As I understood the exhibits in Greenwich, the Harrison clocks were largely eclipsed by cheaper versions by the time payment issues were resolved and they made it into widespread production.
technically it's "electromechanical" but does not use GPS, WiFi, quartz, or atomic methods. To make thigns this accurate you need extremely good temperature compensation, close-to-frictionless bearings, run in a vacuum, use a pair of pendulums, etc.
When you reach that level of accuracy, you end up basically building a sensitive measurement device that is influenced by second and third order terms like subtle changes in the shape of the earth.
> Are there any available clocks with that precision?
Yes! The term you need to type into Google is "High Accuracy Quartz". The most easily available wristwatches with this level of accuracy are the Bulova Precisionist line.
If you ever find yourself stranded back in time at that spot, skip over the fancy clocks and invent a radio transmitter that can send out a powerful pulse for "it's noon in $city" once a day.
Then sailing ships can manage with simple receiver plus clock just good enough to measure 12 hours. The time delta between receiving the land-broadcast and their own observed noon will tell them their relative longitude.
Since you aren't trying to encode any other information in this pulse, that makes the job a lot easier than if you were trying to make a wireless telegraph.
If you want to restrict who can benefit (e.g. to support a particular military that happened to recognize your time-traveler genius) plan random offsets for when you will be triggering it, and give authorized users a copy of the offsets.

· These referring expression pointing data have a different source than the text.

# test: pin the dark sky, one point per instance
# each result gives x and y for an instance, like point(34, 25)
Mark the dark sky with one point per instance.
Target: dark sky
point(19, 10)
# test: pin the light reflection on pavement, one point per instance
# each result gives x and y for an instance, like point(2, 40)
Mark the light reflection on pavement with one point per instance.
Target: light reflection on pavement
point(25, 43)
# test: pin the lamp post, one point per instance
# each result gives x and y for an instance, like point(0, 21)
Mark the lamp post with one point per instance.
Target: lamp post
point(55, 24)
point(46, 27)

IANAMariner, but I'm assuming the sextant would already be invented, since it would also be important for determining latitudes.
The goal is to figure out when the sun is as-close-as-possible to the reference vector "straight up". On land, we might determine that vector using gravity and a plumb-bob, which is indeed going to be a lot harder on a rolling ship.
However way out at sea, a new option exists: The horizon is no longer an arbitrary mishmash of mountains and hills, but instead self-leveling water in every direction [0], meaning you can safely assume "straight up" is 90 degrees [1] from all points on the horizon.
So you'd measure the angle between the sun and the nearest horizon, and then noon would be when that angle hits its minimum.
[0] Tides exist, but I assume they aren't likely to cause one direction to be significantly higher than the other.
[1] Unless you're measuring from very high up above sea-level, but if the civilization can make ships that big then you probably don't need much navigational help.